Yet now, it’s different.
Within my immediate family there’s those of us who are pretty much mortified about current events and we wonder how we, as “the right kind of” Christians are supposed to respond to all that badness that fell into our lives, and which we cannot escape for a very long time.
And then there are those who ecstatic about these changes, who call the protesters “Losers”, and say terrible things like “They will thank us later.” No. I’m afraid I won’t. My choice.
Those people frighten me. After hearing/reading such comments I had a moment of panic because I did not know what to do with these people, now to respond to them, or how to even keep them in my life. I still don’t know the answer to that last one. I did send around news that we won’t be discussing politics (etc) at family gatherings. We see each other as a whole group so infrequently that let’s not waste precious time together focusing on what might bring hurt feelings to someone else at the table. We must love our family because they are our family, and they are – in Christian Speak – our Brothers and Sisters in Christ.
Good God, sometimes that’s tough to do. Especially if you fear their derision.
Find your ministry.
Mostly beyond that fear of emotional hurt, I’m not sure where to start or what to do. The answer to that is completely within you, and it’s not too difficult to dig in and get some ideas. Voting and politics is an example:
That whole milieu of volunteering and helping out and working the polls doesn’t interest me at all. Not that it isn’t a very important action that needs to be built up and maintained, it just isn’t my thing.

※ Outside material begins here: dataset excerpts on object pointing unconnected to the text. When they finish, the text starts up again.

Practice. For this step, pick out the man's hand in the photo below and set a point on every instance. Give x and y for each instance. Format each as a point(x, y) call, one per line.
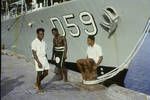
point(40, 65)
point(65, 57)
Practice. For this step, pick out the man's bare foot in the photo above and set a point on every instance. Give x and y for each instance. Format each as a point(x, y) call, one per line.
point(35, 86)
point(41, 91)
point(65, 80)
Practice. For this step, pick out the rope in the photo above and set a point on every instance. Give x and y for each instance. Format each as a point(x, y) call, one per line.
point(125, 64)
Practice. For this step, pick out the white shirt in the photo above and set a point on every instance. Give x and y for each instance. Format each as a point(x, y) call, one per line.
point(94, 52)
point(39, 46)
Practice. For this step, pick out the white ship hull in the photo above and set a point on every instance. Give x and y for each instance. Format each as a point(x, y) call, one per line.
point(17, 33)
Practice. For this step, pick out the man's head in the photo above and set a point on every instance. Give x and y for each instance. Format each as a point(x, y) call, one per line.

If I’m making a charitable contribution to a large/national organization, first I want to know how much of my donation goes to the mission of the organization, and how much goes to salary, fund raising, and fluff. I’m building a static page here that will list the best place to research the usefulness of your donation, along with some ideas on where to donate. Somewhere on that list there must be something that interests me, or that gives me an idea to then go looking for the charity that interests me.
Edit down if you have to.
You can’t do it all. And you can’t finance it all, even at $15-20 a pop. My first step in this process is to look at current charitable donations and see if I need to re-direct that money to something else. What on the list is must do, what is I’d like to do, and what is one of these days I’ll do it?
Learn to say NO.
The bane of my existence is “Oh. You’re retired. You have time to …” No I do not. Or the wasted subtlety of “What do you do with yourself all day?” You’re reading it. I had to learn to say no to what others thought for me that I could do, and focus on what I wanted. I’m a writer, a musician, a contemplative, and then I write some more. Maybe if I look around within my activities I can find something that I can do to help that I enjoy doing, that my body will endure doing (there’s some pretty heavy limitations there.)
Stop being so angry.
Oh, this is the most difficult one! My body and my spirit are filled with so much anger that by the end of my day I don’t want to hear about current events, I don’t want to discuss them. I want to sit in my proverbial prayer closet and have a rest. I want to recap the day. I want to quiet my mind and say, “Thank you for helping me make it through another day.”
Some days that is battle enough: to just make it through the day.
And the take-away from that is simple. I have made it through this day, and used my contemplative mind to consider the possibilities of standing up to fight (whatever “fight” means) and do it in a safe way that doesn’t feed my fears. Tomorrow, I learn a little more, and a little more the day after that.
As the old song says, “Every round goes higher, higher”
Keep the faith!
The illustration above is from “The Siege of Antioch” during the first Crusade. Certainly not Christianity’s bright shining moment. We didn’t thank them later.